Oleh: Jannerson Girsang
Dewan Kesenian Jakarta (DKJ) pernah menjiplak artikel saya berjudul Melongok Upacara Ritual Acara Pemakaman. http://harangan-sitora.blogspot.com/2009/06/melongok-upacara-ritual-acara-pemakaman.html#moreini bulat-bulat (100%),
tanpa menyebut sumbernya.
DKJ melakukan pementasan dengan narasi menggunakan artikel
ini. http://www.dkj.or.id/event/pertunjukan/maestro-maestro. Saya menemukannya sekitar Desember 2010.
Perbuatan tidak terpuji itu ketahuan setelah seorang teman http://simalungunonline.com/tarian-huda-huda.html, mengutip dari website institusi kesenian paling dihormati di Indonesia itu.
Setelah saya cek ternyata juga dimuat di website lembaga kesenian terhormat itu, awalnya, tanpa menyebut sumbernya..
Padahal, lembaga ini cukup terpandang, tetapi tidak luput dari kesalahan.

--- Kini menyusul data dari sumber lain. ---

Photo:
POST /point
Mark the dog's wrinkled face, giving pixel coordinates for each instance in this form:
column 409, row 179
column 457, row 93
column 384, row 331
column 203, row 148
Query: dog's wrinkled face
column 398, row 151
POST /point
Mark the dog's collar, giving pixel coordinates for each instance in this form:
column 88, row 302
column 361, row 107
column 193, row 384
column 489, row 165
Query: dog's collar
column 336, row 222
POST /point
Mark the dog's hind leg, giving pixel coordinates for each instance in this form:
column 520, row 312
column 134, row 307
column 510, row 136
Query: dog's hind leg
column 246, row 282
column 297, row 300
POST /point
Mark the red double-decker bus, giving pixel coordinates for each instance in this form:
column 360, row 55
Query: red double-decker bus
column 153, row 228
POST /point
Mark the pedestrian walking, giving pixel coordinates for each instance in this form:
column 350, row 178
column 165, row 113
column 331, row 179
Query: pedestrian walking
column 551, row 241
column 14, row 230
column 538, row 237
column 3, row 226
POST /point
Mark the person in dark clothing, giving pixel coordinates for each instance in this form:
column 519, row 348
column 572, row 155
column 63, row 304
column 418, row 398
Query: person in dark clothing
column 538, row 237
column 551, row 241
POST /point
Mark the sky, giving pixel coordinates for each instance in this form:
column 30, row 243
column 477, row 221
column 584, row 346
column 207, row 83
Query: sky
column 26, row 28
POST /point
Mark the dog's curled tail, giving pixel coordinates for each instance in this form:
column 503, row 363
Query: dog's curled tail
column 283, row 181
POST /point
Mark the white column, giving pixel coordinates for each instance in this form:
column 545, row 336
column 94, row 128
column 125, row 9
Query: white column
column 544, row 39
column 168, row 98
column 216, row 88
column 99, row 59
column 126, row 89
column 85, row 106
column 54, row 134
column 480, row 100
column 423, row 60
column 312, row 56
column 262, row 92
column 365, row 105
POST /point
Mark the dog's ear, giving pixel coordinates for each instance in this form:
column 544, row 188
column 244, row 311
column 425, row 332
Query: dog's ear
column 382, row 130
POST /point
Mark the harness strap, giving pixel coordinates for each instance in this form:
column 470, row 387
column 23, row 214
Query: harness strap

Yang saya puji dari lembaga ini adalah kemauan minta maaf. Saya mengirim surat protes, Lembaga itu, melalui humasnya, dengan e-mail meminta maaf dan kembali mencantumkan sumbernya.
Sejak itu, artikel Toping-toping dan Huda-huda dari Simalungun di website DKJ, http://www.dkj.or.id/event/pertunjukan/maestro-maestro, menyebut sumbernya dari blog saya. http://harangan-sitora.blogspot.com.
Bagi saya seorang penulis, itu sudah cukup!. Saya tidak perlu menuntut nilai uang yang mereka peroleh dengan artikel itu. Biarlah hasilnya digunakan untuk pengembangan kesenian bangsa ini.
Semoga tidak ada lembaga pendidikan lagi yang melakukan hal yang sama.
Artikel itu saya tulis berdasarkan pengamatan lapangan di sebuah acara pesta
kira-kira 100 kilometer dari Medan. Bukan asal jiplak. Saya meluangkan waktu, tenaga dan
bahkan mengorbankan uang.
Kasihanilah penulis-penulis, yang
walau belum terkenal, tetapi idenya tidak kalah kok. Biarlah
masing-masing unggul dalam keunggulan masing-masing. Jangan unggul di
atas penderitaan orang lain.
Selamat berkarya bagi rekan-rekan penulis. Kadang kita kesal melihat
mereka yang menamakan dirinya "penulis terkenal" tetapi tidak menghargai
ide para penulis daerah yang belum tentu kualitasnya tidak bagus.
Para
penulis dimanapun juga manusia kok, tidak beda dengan penulis di
daerah. Malah kesan saya banyak yang tidak jujur. Termasuk para
professor ketahuan di The Jakarta Post (2010) dan Kompas (2014).